Why the analogy actually helps
A framework is only useful if it makes the hard part easier. So let me say plainly what the Odyssey gives us that a checklist cannot.
It gives the journey a shape. New parenthood feels formless. Days run into nights, and nights run into more nights. When you can name the trial you are in: this is the Cyclops moment, this is the Sirens at 2 a.m., the formless suddenly has edges. Edges are something you can work with.
It gives the struggle dignity. Parents often feel ashamed of how hard the early months are. They think they should be floating. The Odyssey reminds us that even the cleverest, bravest hero in the canon spent ten years getting home, lost his entire crew, and wept on more than one beach. If Odysseus needed help, you are allowed to need help.

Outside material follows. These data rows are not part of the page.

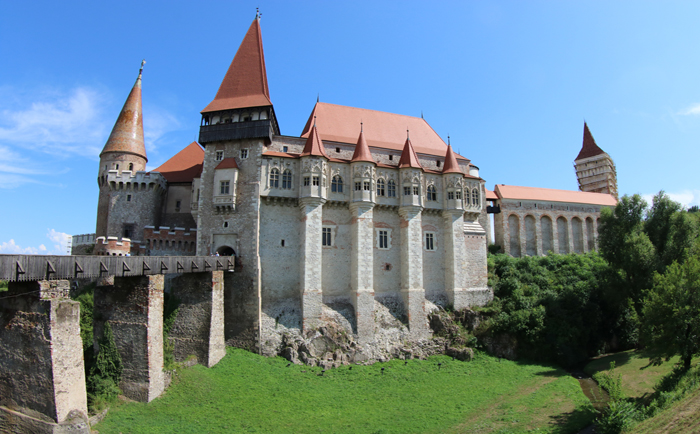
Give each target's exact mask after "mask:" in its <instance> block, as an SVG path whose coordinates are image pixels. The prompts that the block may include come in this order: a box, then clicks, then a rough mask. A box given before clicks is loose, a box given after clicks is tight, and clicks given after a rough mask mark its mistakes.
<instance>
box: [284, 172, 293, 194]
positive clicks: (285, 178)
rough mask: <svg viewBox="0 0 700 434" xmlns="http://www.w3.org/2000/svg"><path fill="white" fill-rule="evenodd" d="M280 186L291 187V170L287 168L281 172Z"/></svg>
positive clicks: (291, 183)
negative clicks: (282, 173) (281, 178)
mask: <svg viewBox="0 0 700 434" xmlns="http://www.w3.org/2000/svg"><path fill="white" fill-rule="evenodd" d="M282 188H286V189H287V190H289V189H291V188H292V171H291V170H289V169H287V170H285V171H284V173H283V174H282Z"/></svg>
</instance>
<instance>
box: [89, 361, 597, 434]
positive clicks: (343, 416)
mask: <svg viewBox="0 0 700 434" xmlns="http://www.w3.org/2000/svg"><path fill="white" fill-rule="evenodd" d="M287 363H288V362H287V361H286V360H284V359H281V358H265V357H261V356H258V355H255V354H251V353H248V352H246V351H243V350H238V349H231V348H229V349H228V354H227V356H226V357H225V358H224V359H223V360H222V361H221V362H219V364H217V365H216V366H214V367H213V368H210V369H207V368H204V367H202V366H194V367H192V368H189V369H184V370H181V371H179V372H178V374H179V375H178V376H177V377H176V379H175V380H174V381H173V384H172V385H171V387H170V388H169V389H168V390H167V391H166V393H165V394H164V395H163V396H162V397H160V398H158V399H156V400H155V401H153V402H151V403H149V404H143V403H125V404H120V405H118V406H116V407H114V408H112V409H111V410H110V412H109V414H108V416H107V417H106V418H105V420H104V421H103V422H101V423H100V424H98V425H97V426H96V427H94V428H95V429H96V430H98V431H99V432H100V433H101V434H108V433H124V434H126V433H169V432H177V433H229V432H258V433H294V432H303V433H321V432H323V433H358V432H360V433H387V434H388V433H402V434H404V433H443V432H452V433H462V432H465V433H466V432H469V433H476V432H478V433H489V432H498V433H517V432H533V430H534V432H542V433H575V432H577V431H578V430H579V429H580V428H582V427H584V426H585V425H586V424H588V423H589V422H590V421H591V420H592V419H593V416H594V414H593V412H592V410H591V409H590V405H589V404H588V401H587V400H586V398H585V396H584V395H583V393H582V392H581V389H580V387H579V385H578V382H577V381H576V380H575V379H574V378H572V377H571V376H569V375H568V374H567V373H566V372H564V371H562V370H560V369H556V368H552V367H548V366H542V365H535V364H526V363H519V362H511V361H506V360H503V361H499V360H498V359H496V358H493V357H489V356H486V355H483V354H479V355H478V356H477V358H476V359H475V360H474V361H472V362H460V361H453V360H452V358H450V357H445V356H436V357H432V358H430V359H429V360H427V361H409V362H408V364H407V365H404V362H403V361H401V360H394V361H391V362H388V363H382V364H375V365H373V366H353V367H352V369H350V367H341V368H338V369H332V370H328V371H326V372H325V373H324V374H323V375H321V370H320V368H309V367H308V366H296V365H291V366H289V367H287ZM439 363H440V364H441V366H438V364H439ZM381 368H384V373H382V370H381Z"/></svg>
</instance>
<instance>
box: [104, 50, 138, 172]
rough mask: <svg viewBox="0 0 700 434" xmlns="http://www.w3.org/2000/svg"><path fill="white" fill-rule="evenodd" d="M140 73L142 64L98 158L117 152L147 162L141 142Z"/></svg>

It separates the trial from the parent. The Cyclops is not your fault. The Sirens are not your weakness. They are simply part of the terrain. Your job is not to be a perfect parent; your job is to navigate the next stretch of water with the tools you have. That distinction, between who you are and what you are passing through, is in my experience the single most freeing thing a tired parent can hear.
And it gives us a way to talk. When a parent texts me at midnight saying "I think I'm in the Lotus-Eaters again," we both know exactly what she means, and we both know what the next move is. The shared language saves time, saves words, saves dignity. It lets us skip past the panic and get straight to the work.
What I want you to take from this
If you take only one thing from this piece, take this: the early months are not a test of who you are as a parent. They are a passage. A long, strange, beautiful, exhausting passage, with twelve recognizable currents in it.
You are not lost. You are between here and home.
And like every traveler in every old story worth telling, you do not have to make the crossing alone. You bring a map. You bring a crew. You bring someone who has seen these waters before and can stand at the helm with you for a stretch, until you find your bearings again.
That is the work I came here to do. That is what my father named me for, even if neither of us knew it at the time.